On Friday, 10 August 2018 at 06:44:20 UTC, Andrea Fontana wrote:
On Thursday, 9 August 2018 at 15:56:31 UTC, w0rp wrote:
On Thursday, 9 August 2018 at 10:37:36 UTC, Andrea Fontana wrote:
On Thursday, 9 August 2018 at 04:10:47 UTC, Nicholas Wilson wrote:
The DIP makes the claim that:
* "[@noreturn] has the awkward result of a function specifying it has a return type T, but never returns that type". When it is deliberate (such as annotating a fatal error function) the is almost exclusively `void` (I know of no examples to the contrary).

Let's say we need to implement an interface with a int func(); member. We can mark it with @noreturn but we can't use TBottom return type: we're going to break interface implementation.

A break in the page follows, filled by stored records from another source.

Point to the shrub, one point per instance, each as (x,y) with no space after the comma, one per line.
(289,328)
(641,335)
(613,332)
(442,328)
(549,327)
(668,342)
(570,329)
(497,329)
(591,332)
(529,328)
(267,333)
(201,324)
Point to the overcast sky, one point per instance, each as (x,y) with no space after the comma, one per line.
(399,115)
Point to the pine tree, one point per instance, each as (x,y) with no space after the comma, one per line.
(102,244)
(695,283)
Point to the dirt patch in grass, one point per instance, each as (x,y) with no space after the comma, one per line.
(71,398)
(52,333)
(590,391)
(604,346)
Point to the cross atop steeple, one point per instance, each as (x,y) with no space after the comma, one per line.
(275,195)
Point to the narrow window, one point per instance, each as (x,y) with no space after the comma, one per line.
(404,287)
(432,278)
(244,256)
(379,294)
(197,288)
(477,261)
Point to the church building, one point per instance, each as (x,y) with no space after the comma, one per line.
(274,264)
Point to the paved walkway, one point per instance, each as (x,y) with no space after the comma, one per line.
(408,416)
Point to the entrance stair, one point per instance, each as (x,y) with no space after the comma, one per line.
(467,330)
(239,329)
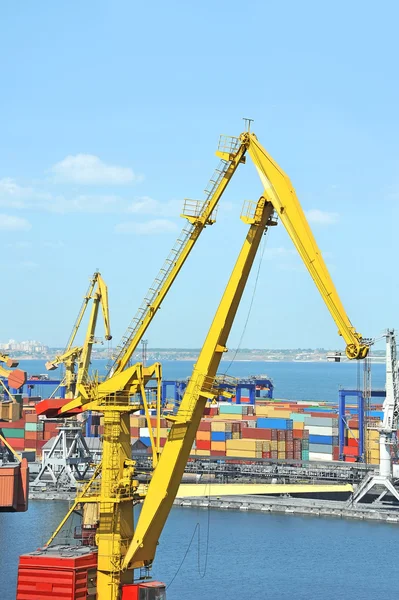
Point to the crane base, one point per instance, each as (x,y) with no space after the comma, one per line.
(375,481)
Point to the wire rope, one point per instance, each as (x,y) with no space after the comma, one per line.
(250,304)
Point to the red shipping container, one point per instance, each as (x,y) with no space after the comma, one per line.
(16,443)
(331,415)
(54,573)
(20,424)
(204,426)
(203,444)
(353,442)
(255,433)
(351,451)
(31,417)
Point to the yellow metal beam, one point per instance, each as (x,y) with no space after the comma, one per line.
(166,477)
(219,490)
(200,221)
(279,190)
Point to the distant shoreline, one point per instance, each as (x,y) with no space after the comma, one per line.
(375,360)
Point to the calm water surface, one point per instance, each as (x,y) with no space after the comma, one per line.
(250,555)
(295,381)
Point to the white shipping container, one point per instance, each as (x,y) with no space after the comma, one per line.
(316,430)
(318,456)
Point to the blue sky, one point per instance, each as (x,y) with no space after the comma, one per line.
(110,116)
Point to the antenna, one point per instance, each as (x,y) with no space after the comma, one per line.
(144,351)
(248,123)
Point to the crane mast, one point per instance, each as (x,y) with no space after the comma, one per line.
(168,473)
(199,214)
(81,355)
(383,481)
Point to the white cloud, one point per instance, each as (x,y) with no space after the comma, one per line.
(14,195)
(154,227)
(28,264)
(57,244)
(148,206)
(90,169)
(19,244)
(280,252)
(321,217)
(11,223)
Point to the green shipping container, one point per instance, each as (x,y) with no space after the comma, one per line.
(33,426)
(230,409)
(14,433)
(298,417)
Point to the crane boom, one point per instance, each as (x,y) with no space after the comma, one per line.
(198,219)
(279,190)
(123,548)
(168,473)
(98,292)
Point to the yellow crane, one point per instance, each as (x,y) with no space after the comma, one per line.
(81,355)
(121,546)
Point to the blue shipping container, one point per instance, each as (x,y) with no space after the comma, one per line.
(146,441)
(323,439)
(273,423)
(218,436)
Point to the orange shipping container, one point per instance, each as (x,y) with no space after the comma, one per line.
(203,435)
(218,446)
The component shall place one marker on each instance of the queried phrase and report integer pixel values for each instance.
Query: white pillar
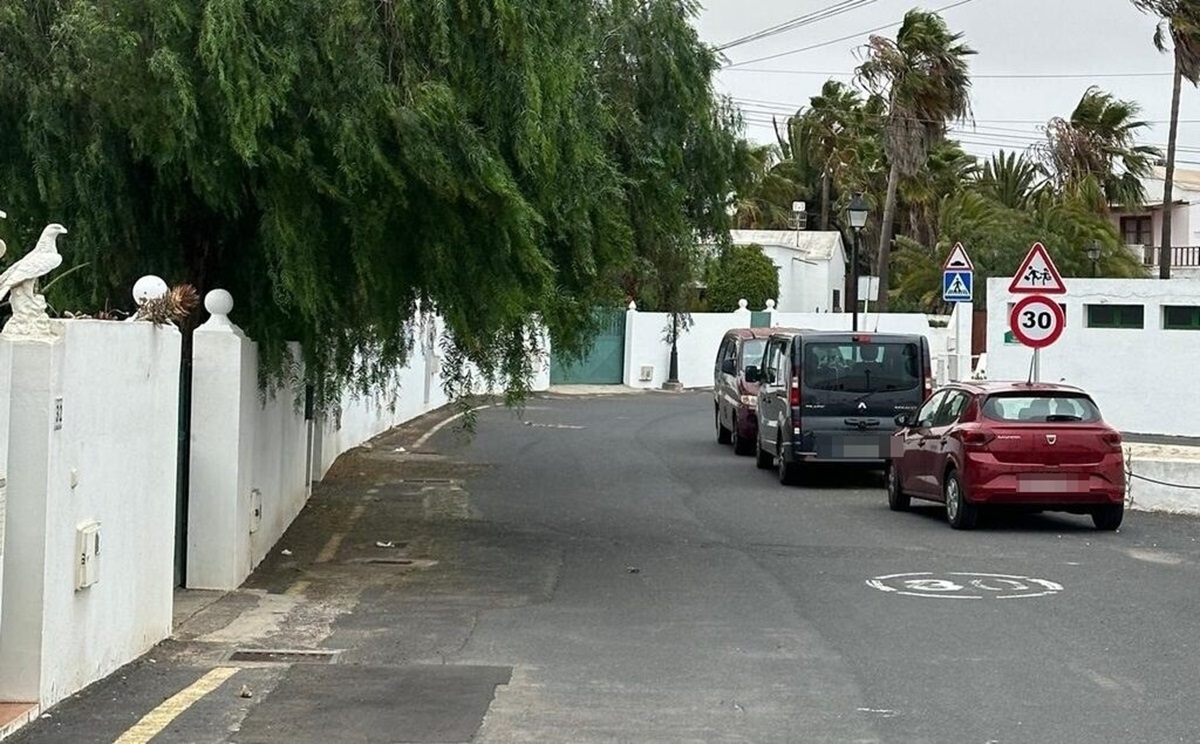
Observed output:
(35, 381)
(742, 315)
(5, 387)
(223, 382)
(630, 373)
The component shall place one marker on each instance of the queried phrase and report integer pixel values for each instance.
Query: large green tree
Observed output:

It will work, and why it will work requires some understanding of bottom types. You can define the function as `TBottom func()` and it should work, because `TBottom` is a subtype of `int`. In the same way you can implement `ParentClass func()` as `SubClass func()`, because `SubClass` is a subtype of `ParentClass`. Similarly, you can assign values of `TBottom` to `int`, because `TBottom` is a subtype of all types, but you cannot assign `int` to `TBottom`, because `int` is not a subtype of `TBottom`.

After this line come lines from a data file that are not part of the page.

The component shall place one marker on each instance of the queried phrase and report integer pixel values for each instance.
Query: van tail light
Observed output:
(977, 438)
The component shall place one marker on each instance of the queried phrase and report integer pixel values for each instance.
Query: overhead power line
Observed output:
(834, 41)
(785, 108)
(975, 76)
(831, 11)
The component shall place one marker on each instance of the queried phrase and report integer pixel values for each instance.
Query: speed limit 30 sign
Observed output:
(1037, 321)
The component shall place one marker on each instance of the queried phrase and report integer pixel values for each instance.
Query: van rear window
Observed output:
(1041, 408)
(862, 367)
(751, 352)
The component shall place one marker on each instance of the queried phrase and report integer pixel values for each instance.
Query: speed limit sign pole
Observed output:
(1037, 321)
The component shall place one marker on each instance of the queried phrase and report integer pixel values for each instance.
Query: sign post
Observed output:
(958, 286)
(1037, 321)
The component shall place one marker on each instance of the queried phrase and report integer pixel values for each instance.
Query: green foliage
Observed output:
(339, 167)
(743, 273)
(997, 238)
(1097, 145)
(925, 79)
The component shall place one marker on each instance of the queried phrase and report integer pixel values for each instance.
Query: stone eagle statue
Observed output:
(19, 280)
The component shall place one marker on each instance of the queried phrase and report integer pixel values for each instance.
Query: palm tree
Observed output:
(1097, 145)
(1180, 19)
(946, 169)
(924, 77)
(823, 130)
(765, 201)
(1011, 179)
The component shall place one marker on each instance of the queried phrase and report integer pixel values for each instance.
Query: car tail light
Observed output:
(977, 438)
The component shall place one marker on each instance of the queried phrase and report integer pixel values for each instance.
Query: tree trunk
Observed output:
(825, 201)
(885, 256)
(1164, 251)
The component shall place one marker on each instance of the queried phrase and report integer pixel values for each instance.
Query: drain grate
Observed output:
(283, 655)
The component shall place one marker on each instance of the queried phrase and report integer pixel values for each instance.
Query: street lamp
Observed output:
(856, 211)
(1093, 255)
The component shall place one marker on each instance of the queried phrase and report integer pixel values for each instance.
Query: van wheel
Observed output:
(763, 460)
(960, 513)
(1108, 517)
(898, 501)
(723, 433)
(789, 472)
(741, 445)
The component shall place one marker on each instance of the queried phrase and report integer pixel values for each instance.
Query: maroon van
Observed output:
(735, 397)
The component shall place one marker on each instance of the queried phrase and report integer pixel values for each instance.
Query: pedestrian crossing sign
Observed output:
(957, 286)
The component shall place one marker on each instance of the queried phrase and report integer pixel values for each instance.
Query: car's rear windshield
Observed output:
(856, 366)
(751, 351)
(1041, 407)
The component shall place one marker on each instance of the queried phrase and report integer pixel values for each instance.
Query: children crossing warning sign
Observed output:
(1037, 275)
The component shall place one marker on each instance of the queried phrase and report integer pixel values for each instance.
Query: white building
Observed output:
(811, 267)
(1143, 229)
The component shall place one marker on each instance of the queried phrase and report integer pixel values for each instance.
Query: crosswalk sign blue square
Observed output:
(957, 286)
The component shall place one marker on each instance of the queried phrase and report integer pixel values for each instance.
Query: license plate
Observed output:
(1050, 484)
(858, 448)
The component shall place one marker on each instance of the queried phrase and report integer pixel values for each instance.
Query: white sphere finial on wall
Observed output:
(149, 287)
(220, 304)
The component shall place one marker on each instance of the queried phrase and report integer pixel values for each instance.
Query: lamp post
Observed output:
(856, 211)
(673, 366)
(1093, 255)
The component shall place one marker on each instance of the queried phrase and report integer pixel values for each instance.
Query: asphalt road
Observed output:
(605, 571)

is(T == int) will work with T==tbottom too?
is(T:int) ?

I feel that all this things are going to complicate implementation and add corner cases, but maybe I'm wrong...


`is(T == U)` evaluates to true iff `T` is exactly `U`. `is(T : U)` tests if `T` is a subtype of (can be implicitly converted to) `U` [0]. So we have:

`is(typeof(assert(0)) == T)` is false, unless `T` is `typeof(assert(0))` `is(typeof(assert(0)) : T)` is always true (as bottom is implicitly convertible to any other type, including itself).